TJ de Nanterre : « Vous êtes assez grand pour dire que c’est pas œil pour œil, dent pour dent ! »

Publié le 12/12/2024
TJ de Nanterre : « Vous êtes assez grand pour dire que c’est pas œil pour œil, dent pour dent ! »
Palais de Justice de Nanterre (Photo : ©P. Anquetin)

Un harcèlement acharné, des menaces de mort pendant plusieurs mois et la diffusion d’images privées à caractère sexuel contre son ex ont conduit un jeune détenu devant la juge. La défense a tenté de dépeindre une relation toxique où la victime avait sa part de responsabilité.

« Je vais te faire une dinguerie », « Je vais te tuer, t’es morte », « Peu importe où tu es, je te tuerai ». C’est pour ces menaces de mort que Bastien* pénètre dans le box de la 16e chambre correctionnelle du tribunal judiciaire de Nanterre. Il comparaît pour des faits qui s’étendent sur plusieurs mois, entre juin et octobre 2024 : des menaces de mort, donc, mais aussi du harcèlement sur son ex-conjointe suivi de quatre jours d’ITT, un recel de bien et la diffusion d’un enregistrement à caractère sexuel sans l’accord de la personne.

Son ex-petite amie, Kalinda*, a porté plainte contre lui en octobre, dénonçant du harcèlement moral et des menaces de mort alors que Bastien est en détention à la maison d’arrêt de Nanterre. Tous les deux n’ont passé que quelques mois ensemble. Selon Kalinda, c’est la rupture à son initiative en juin qui a provoqué les accès de violence. Malgré un changement de numéro, elle a commencé à recevoir des insultes quotidiennes. Le couple a fini par se remettre ensemble, avant une nouvelle rupture début octobre, qu’elle a acté au parloir. Elle dénonce un piratage de son adresse mail et une tentative de la faire chanter en diffusant des photos intimes d’elle. La situation a empiré quand à plusieurs reprises Bastien a fait intervenir les pompiers ou la police chez elle sans raison, ou bien en commandant les services de chauffeurs VTC. Mi-octobre, Kalinda a porté un complément de plainte : ses sœurs ont reçu par mail des images intimes d’elle. La jeune femme a raconté vivre dans la peur constante et a perdu 15 kg en quelques semaines.

« Là on vous écoute, on dirait que c’est vous la victime ! »

En détention, la cellule de Bastien a été fouillée et plusieurs téléphones ont été trouvés, contenant notamment des vidéos où apparaît Kalinda dénudée ou avec un autre homme.

Les enquêteurs ont dénombré 187 messages agressifs et insultants, avec une faute d’orthographe récurrente, visibles aussi dans plusieurs mails de menaces reçus par la victime. En garde-à-vue, Bastien a partiellement reconnu les faits.
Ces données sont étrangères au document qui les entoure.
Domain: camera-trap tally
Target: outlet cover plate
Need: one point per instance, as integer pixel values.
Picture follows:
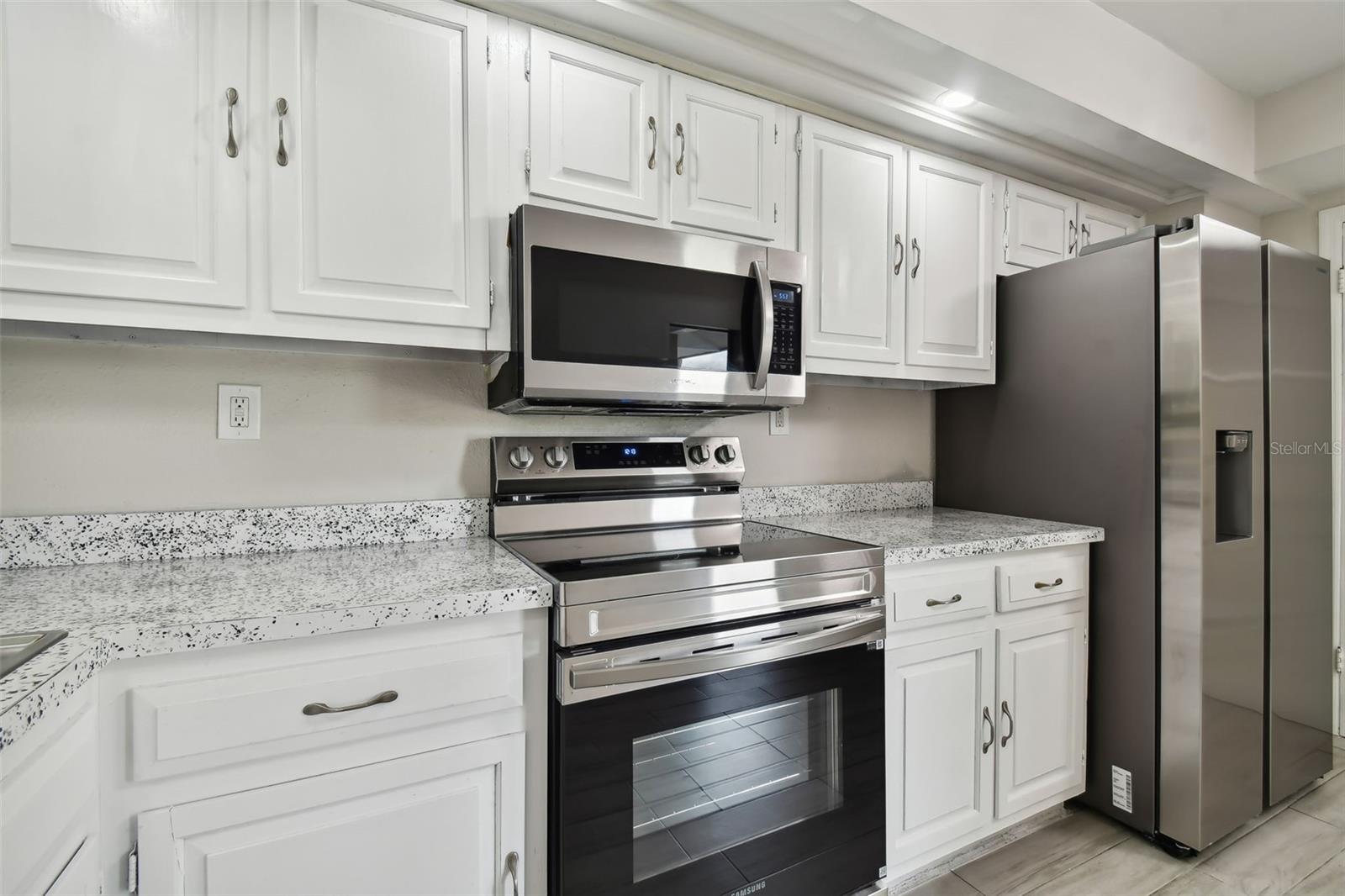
(253, 428)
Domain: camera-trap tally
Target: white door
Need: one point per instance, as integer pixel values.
(941, 743)
(439, 822)
(593, 127)
(116, 178)
(950, 299)
(1042, 225)
(1042, 683)
(724, 156)
(1098, 224)
(380, 208)
(852, 221)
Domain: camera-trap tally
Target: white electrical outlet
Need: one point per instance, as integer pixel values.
(240, 412)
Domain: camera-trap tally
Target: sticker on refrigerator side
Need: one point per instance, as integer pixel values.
(1121, 790)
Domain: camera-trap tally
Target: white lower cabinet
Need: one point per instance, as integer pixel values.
(437, 822)
(1040, 687)
(939, 705)
(985, 714)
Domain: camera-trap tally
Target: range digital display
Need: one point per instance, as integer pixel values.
(614, 455)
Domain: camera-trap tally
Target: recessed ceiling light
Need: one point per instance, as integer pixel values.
(955, 100)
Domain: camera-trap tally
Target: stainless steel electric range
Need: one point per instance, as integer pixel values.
(716, 716)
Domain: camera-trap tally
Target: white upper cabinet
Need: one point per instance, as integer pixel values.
(1042, 683)
(1098, 224)
(593, 127)
(118, 174)
(950, 299)
(852, 221)
(941, 767)
(724, 159)
(378, 195)
(1042, 226)
(437, 822)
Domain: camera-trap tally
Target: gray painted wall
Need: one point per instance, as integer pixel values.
(113, 427)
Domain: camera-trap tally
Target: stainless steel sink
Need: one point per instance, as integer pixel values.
(15, 650)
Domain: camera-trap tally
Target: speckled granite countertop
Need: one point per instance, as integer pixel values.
(938, 533)
(134, 609)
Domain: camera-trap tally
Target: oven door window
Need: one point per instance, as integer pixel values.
(770, 775)
(704, 788)
(596, 309)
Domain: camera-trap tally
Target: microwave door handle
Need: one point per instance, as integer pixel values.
(864, 629)
(767, 324)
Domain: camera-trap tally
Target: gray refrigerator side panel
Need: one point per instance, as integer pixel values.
(1210, 622)
(1068, 432)
(1298, 519)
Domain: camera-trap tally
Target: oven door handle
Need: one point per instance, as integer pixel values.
(858, 631)
(767, 324)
« C’est moi qui voulait me séparer d’elle, j’ai des preuves, explique-t-il aujourd’hui à la juge. En juin, la relation est compliquée, j’ai pas trop confiance en elle. » Il raconte avoir mis un terme à la relation et en avoir subi les conséquences :

– « Elle m’appelle à plein de numéros différents ; C’est comme du harcèlement. Elle allait m’appeler 200 fois jusqu’à ce que je réponde.
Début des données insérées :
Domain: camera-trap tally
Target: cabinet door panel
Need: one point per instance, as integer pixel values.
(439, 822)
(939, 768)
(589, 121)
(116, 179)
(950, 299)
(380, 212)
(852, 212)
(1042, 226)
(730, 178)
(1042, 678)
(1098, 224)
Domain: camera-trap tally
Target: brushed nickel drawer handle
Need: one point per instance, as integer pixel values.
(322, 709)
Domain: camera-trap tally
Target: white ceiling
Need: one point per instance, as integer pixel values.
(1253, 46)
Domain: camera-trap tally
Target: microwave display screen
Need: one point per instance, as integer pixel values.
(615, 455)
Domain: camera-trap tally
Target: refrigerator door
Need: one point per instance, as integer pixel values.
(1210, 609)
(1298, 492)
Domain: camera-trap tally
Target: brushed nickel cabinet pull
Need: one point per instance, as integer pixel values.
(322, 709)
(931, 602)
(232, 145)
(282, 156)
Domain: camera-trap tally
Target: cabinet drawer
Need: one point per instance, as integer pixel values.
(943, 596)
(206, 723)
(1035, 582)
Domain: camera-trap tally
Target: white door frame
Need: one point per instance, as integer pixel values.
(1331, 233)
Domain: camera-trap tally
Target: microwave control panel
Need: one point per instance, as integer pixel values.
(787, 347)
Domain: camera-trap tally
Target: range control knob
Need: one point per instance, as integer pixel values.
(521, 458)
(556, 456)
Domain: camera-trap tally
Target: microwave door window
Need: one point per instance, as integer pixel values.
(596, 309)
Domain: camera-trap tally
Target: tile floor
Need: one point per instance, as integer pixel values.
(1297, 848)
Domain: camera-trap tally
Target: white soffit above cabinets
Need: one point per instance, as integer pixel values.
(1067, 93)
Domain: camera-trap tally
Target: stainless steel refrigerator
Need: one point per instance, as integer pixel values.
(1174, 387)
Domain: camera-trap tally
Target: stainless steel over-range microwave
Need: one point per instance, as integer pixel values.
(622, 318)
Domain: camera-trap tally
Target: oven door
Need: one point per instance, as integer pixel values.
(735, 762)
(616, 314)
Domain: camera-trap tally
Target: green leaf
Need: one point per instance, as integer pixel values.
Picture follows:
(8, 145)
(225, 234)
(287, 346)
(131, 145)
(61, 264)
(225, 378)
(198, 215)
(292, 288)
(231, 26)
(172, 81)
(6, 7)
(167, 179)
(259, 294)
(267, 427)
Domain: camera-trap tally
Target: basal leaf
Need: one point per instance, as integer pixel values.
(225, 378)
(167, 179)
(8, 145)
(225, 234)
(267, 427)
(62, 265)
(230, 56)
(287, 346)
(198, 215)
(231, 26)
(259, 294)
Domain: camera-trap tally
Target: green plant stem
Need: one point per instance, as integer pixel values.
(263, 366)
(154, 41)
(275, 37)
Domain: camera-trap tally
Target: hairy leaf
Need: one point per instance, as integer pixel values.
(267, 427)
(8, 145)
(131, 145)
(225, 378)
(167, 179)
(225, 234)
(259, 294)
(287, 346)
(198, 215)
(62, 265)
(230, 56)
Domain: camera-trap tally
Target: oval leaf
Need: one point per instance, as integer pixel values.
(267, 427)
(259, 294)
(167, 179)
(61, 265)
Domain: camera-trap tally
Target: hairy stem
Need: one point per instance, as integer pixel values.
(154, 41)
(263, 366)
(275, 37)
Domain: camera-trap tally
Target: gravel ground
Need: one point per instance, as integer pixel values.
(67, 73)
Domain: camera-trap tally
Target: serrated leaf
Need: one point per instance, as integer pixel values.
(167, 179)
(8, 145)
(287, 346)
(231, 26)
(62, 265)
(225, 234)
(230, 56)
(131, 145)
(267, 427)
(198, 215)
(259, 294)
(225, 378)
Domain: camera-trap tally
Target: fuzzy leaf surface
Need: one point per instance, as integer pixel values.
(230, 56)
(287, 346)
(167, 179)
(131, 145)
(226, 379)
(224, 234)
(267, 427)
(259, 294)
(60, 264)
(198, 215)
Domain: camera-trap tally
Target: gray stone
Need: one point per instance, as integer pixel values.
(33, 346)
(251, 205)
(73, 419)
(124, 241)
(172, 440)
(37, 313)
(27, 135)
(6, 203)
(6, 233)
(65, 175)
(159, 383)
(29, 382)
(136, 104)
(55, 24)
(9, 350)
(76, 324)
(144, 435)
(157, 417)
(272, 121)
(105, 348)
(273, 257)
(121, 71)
– Vous avez dit que c’était un jeu en garde-à-vue ?

– C’était un jeu pour elle.

– C’est un jeu, vraiment ?

– Vous croyez que ça m’amuse, moi ? Depuis que je parle plus à cette femme, je vis beaucoup mieux ma détention, je suis mieux dans ma tête. »
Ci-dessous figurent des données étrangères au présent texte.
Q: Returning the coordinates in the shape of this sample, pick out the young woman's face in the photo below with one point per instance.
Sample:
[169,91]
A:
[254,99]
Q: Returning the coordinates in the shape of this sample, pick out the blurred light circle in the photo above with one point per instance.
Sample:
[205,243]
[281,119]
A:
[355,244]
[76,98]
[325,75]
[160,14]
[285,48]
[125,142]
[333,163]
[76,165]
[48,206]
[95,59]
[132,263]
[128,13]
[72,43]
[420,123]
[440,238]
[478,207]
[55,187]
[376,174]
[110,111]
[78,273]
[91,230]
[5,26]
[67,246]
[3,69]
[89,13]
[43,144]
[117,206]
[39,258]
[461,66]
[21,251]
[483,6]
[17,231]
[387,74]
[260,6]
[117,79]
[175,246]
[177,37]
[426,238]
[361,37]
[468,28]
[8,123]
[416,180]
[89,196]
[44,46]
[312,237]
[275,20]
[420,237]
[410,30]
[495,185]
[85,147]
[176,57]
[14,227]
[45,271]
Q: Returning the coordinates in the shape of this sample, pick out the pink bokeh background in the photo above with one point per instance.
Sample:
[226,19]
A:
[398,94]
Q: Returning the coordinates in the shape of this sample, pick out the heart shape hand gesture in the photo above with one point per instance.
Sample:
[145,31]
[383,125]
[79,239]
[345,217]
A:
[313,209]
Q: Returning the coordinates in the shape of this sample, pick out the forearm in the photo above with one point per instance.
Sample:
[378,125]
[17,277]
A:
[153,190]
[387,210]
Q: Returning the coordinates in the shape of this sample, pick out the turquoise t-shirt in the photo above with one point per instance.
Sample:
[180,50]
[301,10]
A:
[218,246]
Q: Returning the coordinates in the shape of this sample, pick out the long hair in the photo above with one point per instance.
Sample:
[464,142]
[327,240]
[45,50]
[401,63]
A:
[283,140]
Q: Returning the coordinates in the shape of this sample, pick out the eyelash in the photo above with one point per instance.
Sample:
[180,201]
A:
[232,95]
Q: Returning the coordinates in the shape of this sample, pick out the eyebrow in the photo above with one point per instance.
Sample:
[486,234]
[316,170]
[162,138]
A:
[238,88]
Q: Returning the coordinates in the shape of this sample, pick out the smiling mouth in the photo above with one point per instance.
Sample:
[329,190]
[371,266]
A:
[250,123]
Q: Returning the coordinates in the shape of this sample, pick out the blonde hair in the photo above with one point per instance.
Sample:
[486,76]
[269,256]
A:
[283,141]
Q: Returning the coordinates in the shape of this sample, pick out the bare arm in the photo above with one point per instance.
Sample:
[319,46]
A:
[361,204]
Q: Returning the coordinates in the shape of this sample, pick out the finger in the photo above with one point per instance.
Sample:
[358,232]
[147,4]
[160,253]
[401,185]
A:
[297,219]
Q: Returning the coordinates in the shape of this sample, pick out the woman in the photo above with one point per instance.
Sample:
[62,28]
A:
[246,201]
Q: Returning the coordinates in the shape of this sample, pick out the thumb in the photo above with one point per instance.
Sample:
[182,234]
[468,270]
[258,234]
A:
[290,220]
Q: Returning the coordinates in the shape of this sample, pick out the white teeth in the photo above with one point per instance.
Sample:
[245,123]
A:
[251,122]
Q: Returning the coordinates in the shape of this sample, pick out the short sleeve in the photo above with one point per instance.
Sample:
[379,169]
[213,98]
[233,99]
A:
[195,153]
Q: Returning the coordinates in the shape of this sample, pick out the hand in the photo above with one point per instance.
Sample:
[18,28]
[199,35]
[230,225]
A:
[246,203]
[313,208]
La juge rappelle qu’il a envoyé les pompiers et la police à son domicile.

– « Elle avait des trucs à moi, de l’argent, je lui avais dis au parloir de me rendre mes affaires, elle m’a plus donné de nouvelles pendant deux semaines.

– En quoi appeler les pompiers, ça aide ?

– La situation me rendait fou, j’étais quand même un peu attaché à elle. Je suis parti en couille…

– Bah ça c’est sûr, là on vous écoute, on dirait que c’est vous la victime ! »

Bastien reconnaît qu’il n’aurait pas dû insulter, ni menacer. « Ma manière de régler mes problèmes, c’est la violence. Je travaille dessus. » Insuffisant pour la juge qui n’oublie pas les autres infractions et ne cache pas une certaine colère en rappelant la diffusion d’images de Kalinda dans un cadre intime :

« Vous faites quelque chose de très humiliant, vous envoyez à ses proches des photos qui ne vous appartiennent pas !

– Je l’ai fait quand elle m’a volé mes affaires ! Y’a de l’orgueil et de la jalousie, ça monte en pression !

– Vous êtes né en 1999, vous êtes assez grand pour dire que c’est pas œil pour œil, dent pour dent, que pour récupérer des affaires, on ne diffuse pas des photos intimes à toute sa famille. Vous comprenez que c’est parfaitement humiliant ?

– Dans une cellule à 4 heures du matin, après tout ce qui s’est passé, j’ai pas fait la part des choses.

– Vous comprenez qu’elle a peur ?

– Madame, elle a pas à avoir peur.

– Moi, je vous le dis, j’aurais très peur à sa place.

– J’ai jamais usé de violences avec elle.

– Vos mots, vous ne pensez pas que ça peut faire peur ?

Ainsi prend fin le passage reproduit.